JON FAVREAU: Thanks for having me, Scott.
SIMON: Let me begin with what's being called the tarmac summit. Bill Clinton, Attorney General Lynch happened to be at the Phoenix airport at the same time. And Bill Clinton arranged a private meeting, lasted about half an hour, with the attorney general. Your old colleague, David Axelrod, tweeted, quote, "I take Loretta Lynch and Bill Clinton at their word that their convo in Phoenix didn't touch on probe. But foolish to create such optics." How helpful was it for Hillary Clinton, who's so widely seen as untrustworthy, to have her spouse meet with the attorney general while she's under investigation by the Justice Department?
FAVREAU: I can't imagine there's one person in America, including in the Clinton campaign, who thinks that was helpful (laughter). But I - look, I think if Bill Clinton had to do it over again he probably wouldn't have walked over to the plane, seeing all the follow-up from the last couple days.
SIMON: Does it raise a question about what you do with Bill Clinton during the campaign because he is, certainly on the one hand, often called the most talented politician of the modern era. On the other hand, you know, he's got a history of mischief.
FAVREAU: I don't think so - I mean, look, I think Bill Clinton has been a huge asset in this campaign, especially on the trail for Hillary Clinton. And, you know, he's also someone who has plenty of friends and connections over the many years in public service. And I'm sure, in his mind, he just thought, oh, there's Loretta Lynch. And he wasn't thinking about the investigation, and he figured I'll go over and say hi. And only afterwards, when he saw the headlines, did he probably kick himself for doing it.
SIMON: Senator Bernie Sanders denied this week that he, quote, "hated Hillary Clinton." Donald Trump has been saying that he did. On the other hand, it's hard not to notice that he also hasn't endorsed Hillary Clinton yet. What do you make of this?

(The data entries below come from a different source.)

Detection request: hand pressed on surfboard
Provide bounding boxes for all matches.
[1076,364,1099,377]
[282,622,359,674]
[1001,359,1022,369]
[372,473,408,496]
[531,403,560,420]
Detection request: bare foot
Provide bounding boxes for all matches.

FAVREAU: Right. Yeah, you know, I don't know why he hasn't endorsed her yet. I imagine that there are issues and policies he wants to see in the platform, the party's platform. And he said if he doesn't have the platform reflect what he wants, he's going to take it to the convention, which, you know, I mean, it's his prerogative. I don't think - I wouldn't do that (laughter). I think at some point he wants to - he's going to want to rally around the nominee as he's promised he would. But, look, I heard Joe Biden yesterday say that he's spoken to Bernie and Bernie - he said that Bernie told him he would endorse, so...
SIMON: He said that to our Rachel Martin on NPR, yes.
FAVREAU: Oh, that's right, he did, so you guys know.
SIMON: Of course, this week, we have to note Senator Tim Kaine, it was revealed - a senator from Virginia, who's often cited as a very potential running mate for Hillary Clinton - got named for accepting, I believe, over $100,000 worth of gifts. There may not be any legal consequences, but it does raise questions as to who really would be a good running mate for Hillary Clinton, doesn't it?
FAVREAU: You know, I don't know. I think, look, in the VP process, these kind of things come out as everyone gets vetted. You know, everyone's going to have pluses and minuses, every single potential pick.
SIMON: Forgive me, if you were going to recommend a running mate, who would it be?
FAVREAU: It's a tough question. Look, I - and we had him on our podcast early, the secretary of labor, Tom Perez, who I think is a fantastic campaigner and a great option who hasn't, you know, he hasn't been talked about as much. So I do like Tom Perez a lot. He's very progressive. I think picking a vice president based on how they can help you in the campaign is less important than picking a vice president based on how you think that person can help you govern. And, look, that's what Obama did. He met with many different candidates. At the end, he narrowed it down to three. And at the very end, he just - he had a connection with Biden that I don't think he knew he would have until he really sat down with him and got to talk to him. And, you know, something clicked there, and he thought, that's the guy. And I don't - you know, he hasn't regretted it for a single day.
SIMON: Jon Favreau from Los Angeles, thanks so much for being with us.
FAVREAU: Thanks, Scott. It was a pleasure.